Während im ersten Halbjahr 2023 bereits 40,1 Prozent der Bevölkerung von Armut betroffen waren, waren es im Januar 2024 sogar 57,4 Prozent. Beobachter fürchten, dass aus der steigenden Armut auch soziale Unruhen resultieren könnten – diese Gefahr sieht auch Birle.
Auch um die innere Sicherheit, die Milei zu verbessern versprach, ist es nicht gut bestellt: Zwar wurden unter Milei, etwa durch den Gouverneur von Santa Fe, die Haftbedingungen für Mitglieder von Banden der organisierten Kriminalität deutlich verschärft, doch die Reaktion kam prompt: Eigentlich rivalisierende Kartelle drohen gemeinsam, täglich einen Unschuldigen zu ermorden, wenn die Provinzregierung ihren Forderungen nicht nachgibt.

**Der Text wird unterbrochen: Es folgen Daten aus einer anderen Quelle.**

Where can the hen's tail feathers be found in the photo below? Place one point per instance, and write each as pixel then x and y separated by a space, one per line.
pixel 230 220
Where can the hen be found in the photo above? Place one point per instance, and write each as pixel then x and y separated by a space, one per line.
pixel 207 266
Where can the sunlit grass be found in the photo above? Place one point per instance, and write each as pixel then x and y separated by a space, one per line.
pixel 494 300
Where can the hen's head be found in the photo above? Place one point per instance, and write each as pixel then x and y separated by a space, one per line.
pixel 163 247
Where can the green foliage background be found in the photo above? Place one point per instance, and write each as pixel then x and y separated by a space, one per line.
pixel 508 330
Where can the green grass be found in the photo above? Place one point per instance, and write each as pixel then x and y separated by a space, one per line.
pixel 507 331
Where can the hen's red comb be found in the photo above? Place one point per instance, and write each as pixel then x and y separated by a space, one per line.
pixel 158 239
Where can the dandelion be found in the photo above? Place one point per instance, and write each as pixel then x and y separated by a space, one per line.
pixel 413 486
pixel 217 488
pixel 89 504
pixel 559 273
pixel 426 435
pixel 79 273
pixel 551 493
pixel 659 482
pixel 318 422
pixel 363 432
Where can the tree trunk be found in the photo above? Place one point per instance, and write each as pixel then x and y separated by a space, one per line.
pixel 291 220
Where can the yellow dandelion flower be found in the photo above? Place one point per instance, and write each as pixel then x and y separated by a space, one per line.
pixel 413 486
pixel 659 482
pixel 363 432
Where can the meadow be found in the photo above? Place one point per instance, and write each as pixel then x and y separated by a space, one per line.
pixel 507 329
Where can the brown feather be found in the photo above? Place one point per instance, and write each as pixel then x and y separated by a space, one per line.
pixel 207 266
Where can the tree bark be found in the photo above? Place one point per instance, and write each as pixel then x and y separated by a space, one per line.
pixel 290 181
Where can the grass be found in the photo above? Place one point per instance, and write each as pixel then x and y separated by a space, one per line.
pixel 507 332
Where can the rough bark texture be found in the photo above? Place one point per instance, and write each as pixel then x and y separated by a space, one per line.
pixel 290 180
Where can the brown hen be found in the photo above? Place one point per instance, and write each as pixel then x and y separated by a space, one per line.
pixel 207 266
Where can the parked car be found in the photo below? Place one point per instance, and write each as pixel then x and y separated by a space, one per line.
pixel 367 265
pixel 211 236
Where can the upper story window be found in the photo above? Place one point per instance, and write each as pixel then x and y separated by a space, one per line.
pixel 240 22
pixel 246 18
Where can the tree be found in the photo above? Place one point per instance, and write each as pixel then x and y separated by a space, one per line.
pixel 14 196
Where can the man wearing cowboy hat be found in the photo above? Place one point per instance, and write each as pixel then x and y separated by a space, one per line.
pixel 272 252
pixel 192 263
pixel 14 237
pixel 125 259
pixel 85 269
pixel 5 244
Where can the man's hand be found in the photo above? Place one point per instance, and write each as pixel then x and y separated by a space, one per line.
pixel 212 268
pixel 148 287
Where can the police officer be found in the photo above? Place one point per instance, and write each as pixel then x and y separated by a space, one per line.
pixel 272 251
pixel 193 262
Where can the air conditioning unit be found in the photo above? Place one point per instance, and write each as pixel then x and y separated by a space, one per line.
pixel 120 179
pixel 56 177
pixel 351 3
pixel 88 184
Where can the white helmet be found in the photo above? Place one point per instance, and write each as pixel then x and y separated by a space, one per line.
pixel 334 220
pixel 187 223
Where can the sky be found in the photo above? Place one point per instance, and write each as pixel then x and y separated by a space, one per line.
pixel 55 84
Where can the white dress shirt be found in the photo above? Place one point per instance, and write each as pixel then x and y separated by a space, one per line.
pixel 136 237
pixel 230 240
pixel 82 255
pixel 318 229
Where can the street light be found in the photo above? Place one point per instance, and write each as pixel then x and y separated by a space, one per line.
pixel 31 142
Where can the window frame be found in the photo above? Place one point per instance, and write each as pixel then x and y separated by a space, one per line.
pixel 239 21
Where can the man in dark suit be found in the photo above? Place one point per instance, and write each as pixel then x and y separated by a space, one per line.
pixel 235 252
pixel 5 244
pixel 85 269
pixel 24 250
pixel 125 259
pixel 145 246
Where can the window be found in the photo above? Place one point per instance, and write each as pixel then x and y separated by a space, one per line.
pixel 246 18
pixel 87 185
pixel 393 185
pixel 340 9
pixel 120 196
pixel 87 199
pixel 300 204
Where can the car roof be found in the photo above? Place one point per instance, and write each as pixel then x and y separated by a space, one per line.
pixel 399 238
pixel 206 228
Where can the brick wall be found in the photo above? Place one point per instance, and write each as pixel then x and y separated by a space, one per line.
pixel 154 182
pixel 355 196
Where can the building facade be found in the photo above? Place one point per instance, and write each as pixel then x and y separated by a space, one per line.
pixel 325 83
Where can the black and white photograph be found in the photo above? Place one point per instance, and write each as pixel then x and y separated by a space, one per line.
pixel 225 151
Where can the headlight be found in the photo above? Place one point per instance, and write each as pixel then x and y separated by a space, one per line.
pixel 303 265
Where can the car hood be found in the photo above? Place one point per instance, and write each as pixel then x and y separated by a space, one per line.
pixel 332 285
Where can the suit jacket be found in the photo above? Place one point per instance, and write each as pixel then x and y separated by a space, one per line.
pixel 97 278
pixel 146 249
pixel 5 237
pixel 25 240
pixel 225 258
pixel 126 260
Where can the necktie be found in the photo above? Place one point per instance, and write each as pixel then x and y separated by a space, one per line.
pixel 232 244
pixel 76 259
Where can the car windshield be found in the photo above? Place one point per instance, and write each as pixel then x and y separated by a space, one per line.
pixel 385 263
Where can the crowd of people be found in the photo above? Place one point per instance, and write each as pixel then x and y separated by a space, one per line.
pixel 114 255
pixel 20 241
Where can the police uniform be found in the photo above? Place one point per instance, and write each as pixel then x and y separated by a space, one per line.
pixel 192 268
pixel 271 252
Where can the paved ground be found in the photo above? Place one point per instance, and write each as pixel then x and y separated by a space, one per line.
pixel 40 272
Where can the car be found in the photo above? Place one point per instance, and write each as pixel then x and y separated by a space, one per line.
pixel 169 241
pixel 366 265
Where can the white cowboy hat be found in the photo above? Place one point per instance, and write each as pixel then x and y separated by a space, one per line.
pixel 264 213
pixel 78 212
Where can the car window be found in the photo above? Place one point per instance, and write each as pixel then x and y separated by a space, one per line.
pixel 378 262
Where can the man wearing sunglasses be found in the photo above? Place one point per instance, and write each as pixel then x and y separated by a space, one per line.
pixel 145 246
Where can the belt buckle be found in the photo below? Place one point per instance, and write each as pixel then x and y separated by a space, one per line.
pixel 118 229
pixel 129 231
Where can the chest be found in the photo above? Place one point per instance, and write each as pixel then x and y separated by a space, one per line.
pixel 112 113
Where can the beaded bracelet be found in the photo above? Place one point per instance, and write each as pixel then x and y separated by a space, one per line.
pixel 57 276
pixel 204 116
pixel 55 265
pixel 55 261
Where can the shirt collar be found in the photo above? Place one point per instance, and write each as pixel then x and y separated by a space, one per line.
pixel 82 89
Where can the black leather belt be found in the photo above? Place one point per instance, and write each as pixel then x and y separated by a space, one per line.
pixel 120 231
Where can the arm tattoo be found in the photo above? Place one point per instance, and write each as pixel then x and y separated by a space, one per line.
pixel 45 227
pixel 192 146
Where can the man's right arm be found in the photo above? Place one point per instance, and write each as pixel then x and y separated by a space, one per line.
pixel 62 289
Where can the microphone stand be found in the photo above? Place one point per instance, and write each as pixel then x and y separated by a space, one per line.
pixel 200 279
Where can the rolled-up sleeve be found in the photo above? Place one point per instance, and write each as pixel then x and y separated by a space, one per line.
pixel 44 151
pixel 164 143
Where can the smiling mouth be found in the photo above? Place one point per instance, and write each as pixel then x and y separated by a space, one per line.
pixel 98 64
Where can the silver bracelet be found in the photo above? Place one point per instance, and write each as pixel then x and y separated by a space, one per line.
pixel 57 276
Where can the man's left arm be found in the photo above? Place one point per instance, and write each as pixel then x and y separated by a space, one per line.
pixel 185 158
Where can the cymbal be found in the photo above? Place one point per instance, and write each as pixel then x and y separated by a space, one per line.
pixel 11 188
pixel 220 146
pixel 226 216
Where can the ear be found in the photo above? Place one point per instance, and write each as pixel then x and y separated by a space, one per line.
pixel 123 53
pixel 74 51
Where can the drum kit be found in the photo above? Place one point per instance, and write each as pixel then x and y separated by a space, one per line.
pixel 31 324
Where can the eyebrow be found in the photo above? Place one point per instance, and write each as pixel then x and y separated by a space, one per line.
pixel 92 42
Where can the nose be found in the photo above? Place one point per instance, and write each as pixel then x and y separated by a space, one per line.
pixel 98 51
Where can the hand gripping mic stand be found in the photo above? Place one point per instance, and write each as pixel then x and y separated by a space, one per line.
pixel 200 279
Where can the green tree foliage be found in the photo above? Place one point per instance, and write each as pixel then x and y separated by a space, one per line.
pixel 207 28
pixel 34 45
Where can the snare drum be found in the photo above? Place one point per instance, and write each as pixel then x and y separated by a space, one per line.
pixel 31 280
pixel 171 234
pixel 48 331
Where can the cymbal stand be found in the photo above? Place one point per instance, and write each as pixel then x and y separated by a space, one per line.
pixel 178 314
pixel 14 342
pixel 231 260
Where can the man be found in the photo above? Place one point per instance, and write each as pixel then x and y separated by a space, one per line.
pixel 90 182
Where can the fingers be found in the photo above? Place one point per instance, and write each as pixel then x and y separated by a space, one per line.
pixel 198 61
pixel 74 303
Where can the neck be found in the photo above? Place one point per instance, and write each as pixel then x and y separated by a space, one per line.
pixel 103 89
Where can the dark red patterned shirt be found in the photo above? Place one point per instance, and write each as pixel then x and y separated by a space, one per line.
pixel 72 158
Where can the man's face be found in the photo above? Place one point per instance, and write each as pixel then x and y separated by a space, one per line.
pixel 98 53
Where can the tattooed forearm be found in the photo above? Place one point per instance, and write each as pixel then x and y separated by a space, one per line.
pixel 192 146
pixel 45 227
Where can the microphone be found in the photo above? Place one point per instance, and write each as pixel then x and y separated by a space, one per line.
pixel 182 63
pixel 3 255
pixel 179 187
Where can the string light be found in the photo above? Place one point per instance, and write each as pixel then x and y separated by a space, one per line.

Rückhalt in der Bevölkerung
"Laut Umfragen steht dennoch noch immer mehr als die Hälfte der Argentinier hinter Milei. Sie setzen auf ein Versprechen von ihm: Er hat bevor und nachdem er gewählt wurde gesagt, es wird nicht sofort besser werden. Wir werden durch eine schwierige Zeit gehen und erst dann wird es besser werden", erklärt Birle.
Sein deutlicher Wahlsieg, der als Ausdruck eines klaren Veränderungswillens der argentinischen Gesellschaft interpretiert wurde, sei seine einzige Macht – Milei hat keine Mehrheit im Abgeordnetenhaus und im Senat. Der 53-Jährige regiert bislang per Dekret. Ob dies mittelfristig weiter funktionieren wird, ist fraglich, denn das Parlament kann Dekrete mit einfacher Mehrheit für ungültig erklären. Ein von Milei Ende Dezember erlassenes Mega-Dekret steht gegenwärtig auf dem Prüfstand. Reformen im Bereich des Arbeitsrechtes, die ebenfalls Bestandteil dieses Dekrets waren, wurden bereits von den Gerichten gestoppt.
Land ist polarisiert
"Milei hat im Februar einen sehr umfassenden Gesetzentwurf ins Parlament eingebracht, mit mehreren hundert Einzelpunkten. Ein zentraler Punkt war, dass er sich vom Parlament sozusagen einen Freibrief holen wollte für eine zweijährige Herrschaft per Dekret und mit der Möglichkeit auf zwei Jahre Verlängerung", sagt Birle. Das Parlament habe das jedoch abgelehnt. Beobachter deuteten das als herben machtpolitischen Rückschlag. Nun will Milei im Mai einen weniger umfassenderen Gesetzentwurf einbringen.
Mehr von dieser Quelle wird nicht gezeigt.